Il a affirmé que si le processus démocratique continue d’être sapé, l’espace pour les organisations de la société civile fermé et qu’il n’y a pas de volonté de restaurer le régime démocratique en Tunisie, alors les USA doivent prendre des mesures pour faire pression sur le président Saïed.

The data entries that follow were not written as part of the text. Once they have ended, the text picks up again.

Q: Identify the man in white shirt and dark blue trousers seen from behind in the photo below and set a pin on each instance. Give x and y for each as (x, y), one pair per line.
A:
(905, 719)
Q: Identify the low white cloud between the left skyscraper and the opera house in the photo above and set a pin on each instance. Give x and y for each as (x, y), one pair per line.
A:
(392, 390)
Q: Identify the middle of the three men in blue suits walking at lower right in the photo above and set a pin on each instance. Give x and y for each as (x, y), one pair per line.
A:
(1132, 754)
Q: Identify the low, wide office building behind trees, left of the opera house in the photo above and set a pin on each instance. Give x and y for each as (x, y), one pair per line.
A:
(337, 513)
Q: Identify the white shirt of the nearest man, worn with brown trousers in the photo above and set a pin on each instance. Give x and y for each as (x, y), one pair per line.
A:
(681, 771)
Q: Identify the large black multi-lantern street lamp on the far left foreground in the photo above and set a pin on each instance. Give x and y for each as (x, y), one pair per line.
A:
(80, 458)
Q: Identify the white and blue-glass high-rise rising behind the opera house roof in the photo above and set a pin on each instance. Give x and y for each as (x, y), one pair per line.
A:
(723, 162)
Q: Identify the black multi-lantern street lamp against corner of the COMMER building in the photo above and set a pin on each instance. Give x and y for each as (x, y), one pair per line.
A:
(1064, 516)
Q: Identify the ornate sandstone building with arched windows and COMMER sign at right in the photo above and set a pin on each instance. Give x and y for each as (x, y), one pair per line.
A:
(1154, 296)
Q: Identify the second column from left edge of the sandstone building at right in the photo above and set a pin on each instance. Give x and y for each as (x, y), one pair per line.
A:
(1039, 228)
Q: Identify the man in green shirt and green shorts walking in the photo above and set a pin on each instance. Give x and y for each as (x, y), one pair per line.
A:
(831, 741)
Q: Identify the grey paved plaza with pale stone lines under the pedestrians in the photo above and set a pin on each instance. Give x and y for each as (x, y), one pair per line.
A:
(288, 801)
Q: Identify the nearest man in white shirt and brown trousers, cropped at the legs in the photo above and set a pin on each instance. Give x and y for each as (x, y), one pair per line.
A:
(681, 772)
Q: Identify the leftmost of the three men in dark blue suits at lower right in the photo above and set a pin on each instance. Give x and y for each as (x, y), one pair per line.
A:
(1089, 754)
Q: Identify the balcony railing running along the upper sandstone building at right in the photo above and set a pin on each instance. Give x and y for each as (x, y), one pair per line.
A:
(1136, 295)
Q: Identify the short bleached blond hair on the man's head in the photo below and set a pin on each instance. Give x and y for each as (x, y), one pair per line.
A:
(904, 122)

« Nous pouvons par exemple réévaluer la désignation de la Tunisie en tant qu’allié majeur non membre de l’OTAN, ou réévaluer nos programmes de sécurité ou encore revoir nos initiatives de financement militaire à l’étranger. Aussi, ce qui se passe en Tunisie pourrait compromettre son éligibilité pour bénéficier des 498,7 millions de dollars accordées dans le cadre du programme MCC, d’ailleurs l’American Millennium challenge corporation a apparemment suspendu les discussions sur ce programme. La Tunisie demande un prêt de 4 billions de dollars au FMI, nous devrions utiliser notre influence pour demander que le régime démocratique et constitutionnel soit restauré. Nos réseaux démocratiques ont besoin de ressources pour renforcer les partis politiques, les organismes de défense des droits de l’Homme, les médias indépendants et les journalistes. L’USAID devrait allouer toutes ses ressources additionnelles pour répondre à la crise actuelle » a poursuivi M. Acevedo.

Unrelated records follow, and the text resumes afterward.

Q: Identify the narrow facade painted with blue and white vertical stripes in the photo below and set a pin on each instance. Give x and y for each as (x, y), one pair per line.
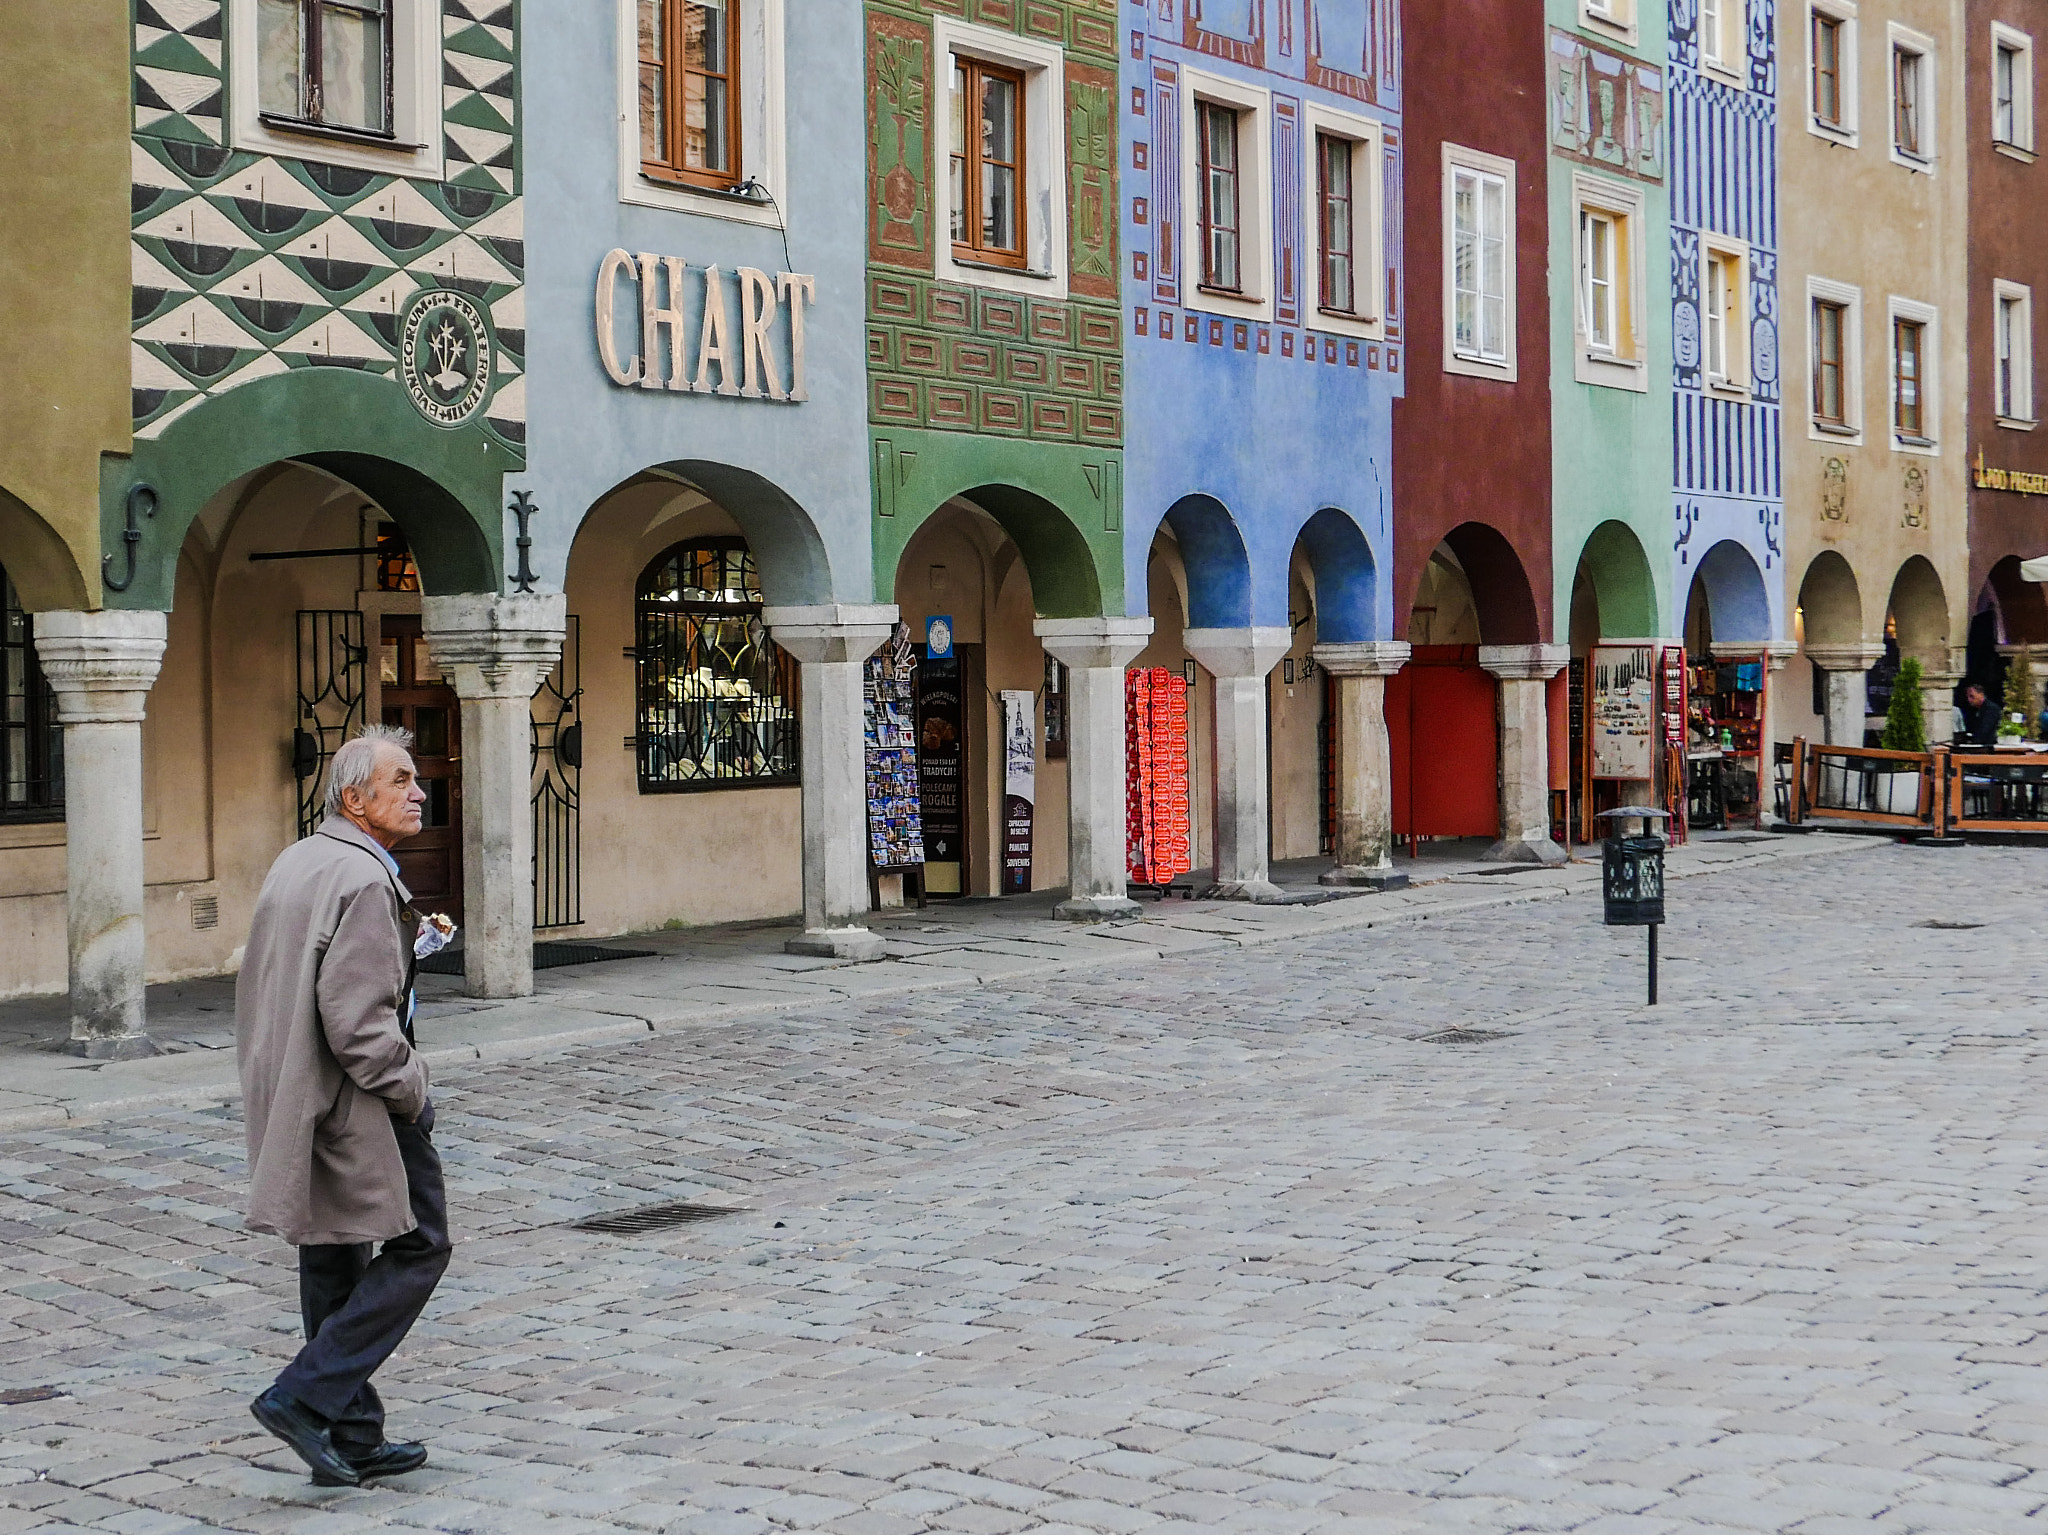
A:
(1725, 447)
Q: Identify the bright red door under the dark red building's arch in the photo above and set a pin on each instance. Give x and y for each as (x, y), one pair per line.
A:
(1445, 740)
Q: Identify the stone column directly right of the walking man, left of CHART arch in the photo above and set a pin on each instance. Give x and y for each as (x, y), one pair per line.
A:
(497, 650)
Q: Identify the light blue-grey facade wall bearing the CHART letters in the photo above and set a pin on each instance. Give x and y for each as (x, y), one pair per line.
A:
(796, 476)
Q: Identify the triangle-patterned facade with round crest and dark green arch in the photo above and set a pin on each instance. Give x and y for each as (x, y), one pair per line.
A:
(271, 302)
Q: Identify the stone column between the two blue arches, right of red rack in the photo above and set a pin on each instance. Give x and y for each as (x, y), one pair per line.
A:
(1240, 662)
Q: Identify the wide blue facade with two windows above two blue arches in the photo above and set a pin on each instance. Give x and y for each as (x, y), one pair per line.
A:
(1246, 431)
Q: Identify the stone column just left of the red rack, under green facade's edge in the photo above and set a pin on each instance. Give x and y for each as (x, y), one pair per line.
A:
(1095, 654)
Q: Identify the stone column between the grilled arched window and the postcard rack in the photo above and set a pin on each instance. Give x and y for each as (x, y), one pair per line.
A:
(833, 642)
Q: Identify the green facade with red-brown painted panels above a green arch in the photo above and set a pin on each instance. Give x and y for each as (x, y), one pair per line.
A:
(1005, 398)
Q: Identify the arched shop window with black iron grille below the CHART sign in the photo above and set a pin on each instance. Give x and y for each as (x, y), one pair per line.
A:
(718, 699)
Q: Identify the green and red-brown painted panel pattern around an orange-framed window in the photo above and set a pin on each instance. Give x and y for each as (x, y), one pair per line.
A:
(964, 359)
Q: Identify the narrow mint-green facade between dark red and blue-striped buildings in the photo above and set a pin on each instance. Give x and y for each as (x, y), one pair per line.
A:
(1611, 447)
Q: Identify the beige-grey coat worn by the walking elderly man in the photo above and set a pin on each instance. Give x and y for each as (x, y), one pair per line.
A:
(323, 1051)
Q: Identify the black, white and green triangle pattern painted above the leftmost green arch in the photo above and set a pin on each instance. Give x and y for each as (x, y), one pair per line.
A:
(247, 265)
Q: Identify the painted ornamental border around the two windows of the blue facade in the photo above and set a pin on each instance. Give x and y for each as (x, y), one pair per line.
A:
(1158, 234)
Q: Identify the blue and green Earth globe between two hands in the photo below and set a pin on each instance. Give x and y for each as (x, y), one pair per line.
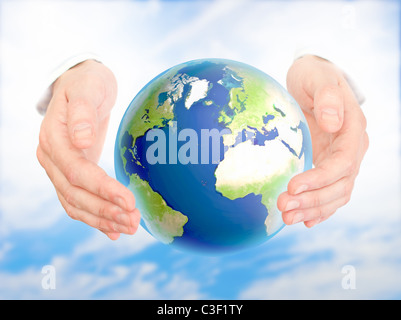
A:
(206, 147)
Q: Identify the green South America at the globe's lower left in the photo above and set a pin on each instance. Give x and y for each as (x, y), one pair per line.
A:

Et de conclure en ces termes : « Nous ne devons plus attendre encore de déterminer si Kaïs Saïed est le démocrate que nous espérions, le Parlement doit être réinstallé et la justice doit être indépendante. La stabilité et la prospérité de la Tunisie sont de l’intérêt de notre sécurité nationale et politique étrangère. Si nous n’agissons pas tout de suite, nous laissons la porte ouverte à nos adversaires pour combler le vide. Les Tunisiens ont prouvé qu’ils ont ce qu’il faut pour gérer cela mais nous devons leur tendre la main avant que cette crise ne devienne intenable, nous ne devons plus être dans le « wait and see » et nous devons agir avant qu’il ne soit trop tard ! ».
Il convient de rappeler que le président de la République Kaïs Saïed a reçu l’ambassadeur des Etats unis en Tunisie, Donald Blome au palais de Carthage pour lui faire part de la déception de la Tunisie de l’audition consacrée à l’examen de la situation en Tunisie par la Chambre des représentants US.
Par ailleurs, le président de la République a indiqué que les relations entre les deux pays resteraient solides bien que certains Tunisiens tentent de déformer ce qui se passe en Tunisie, et parviennent à trouver ceux qui les écoutent à l’étranger.